人生100年時代、生涯現役で働き、心身ともに元気でいたいと思っている人は多い。しかし、高齢者になってから、どのように働き、どう生きるかは容易に答えがでない。経済学者・野口悠紀雄氏は、「自分を正しく位置づけよ」と語り、技術革新の中で高齢者が持つ強みや可能性、そして求められるリスキリングの在り方を提言する。※本稿は、野口悠紀雄『終末格差 健康寿命と資産運用の残酷な事実』(角川新書)を一部抜粋・編集したものです。
技術進歩がもたらす
代替効果と補完効果
一般に、技術進歩は代替効果と補完効果を持つ。
代替効果とは、それまで人間が行なっていた事を自動化し、そのために人間が行なう仕事が減ってしまう(あるいはなくなってしまう)ことだ。
それに対して補完的な効果とは、人間が新しい技術を使うことによって、より多くの生産物を作れるようになることだ。
新技術はこの両面を持っており、そのどちらが強く現れるかによって、社会に与える効果が異なる。代替的な効果が強く働けば、それまで人間が行なっていた仕事が自動的に行なわれるようになって、失業が増える。
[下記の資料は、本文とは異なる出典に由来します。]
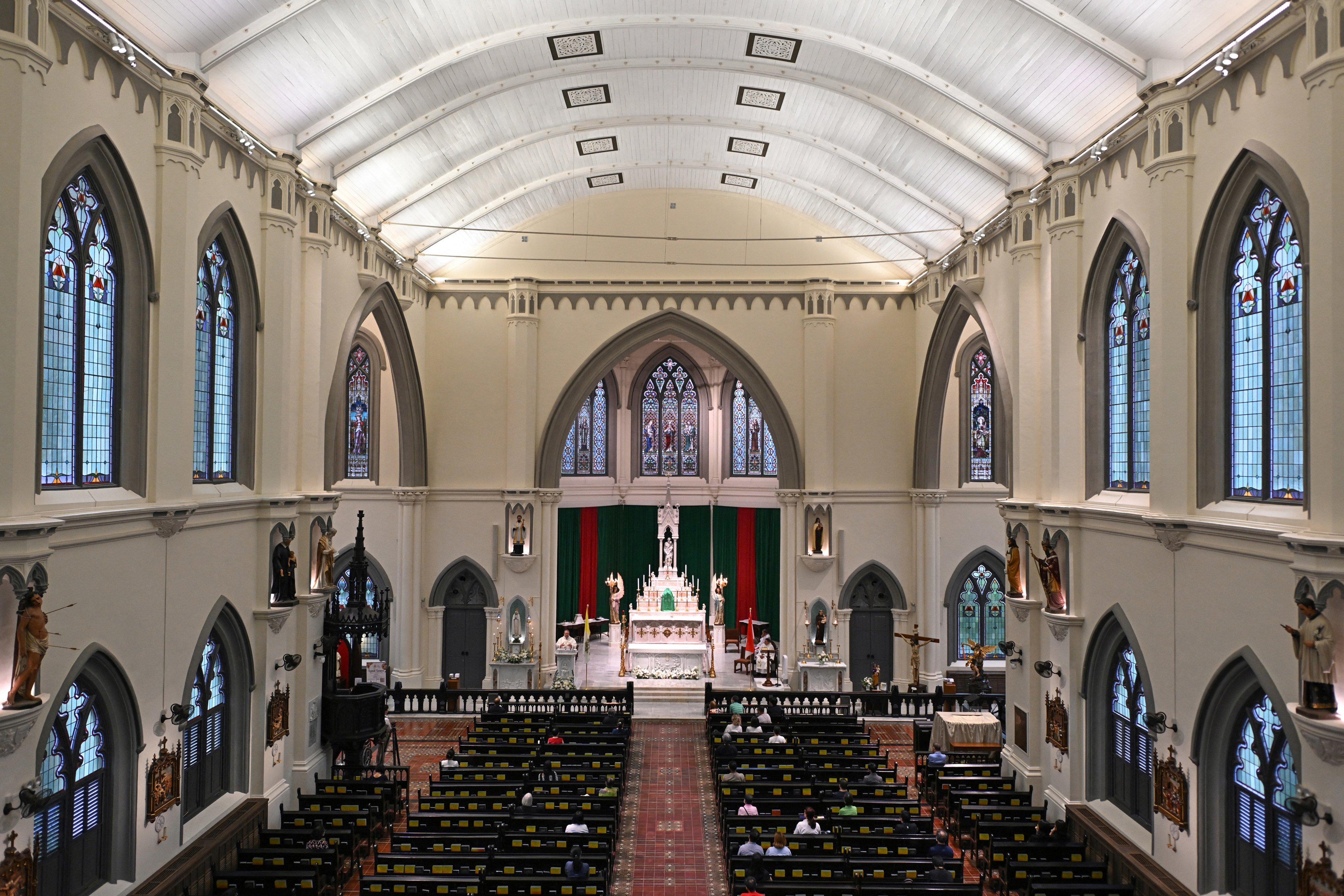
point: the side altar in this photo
(667, 632)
それに対して、補完的な効果が強ければ、人間は仕事を続け、しかも、その生産性が高まる。このいずれが実現するかによって、技術のもたらす効果は大きく異なる。デジタル技術についても両方の効果があるのだが、補完的な効果が強く働くような社会的選択が行われていくことが望まれる。
こうした大きな変化の中に、自分を正しく位置づけることが必要だ。これは高齢者の就労に限ったことではないが、高齢者の場合にはとりわけ必要だ。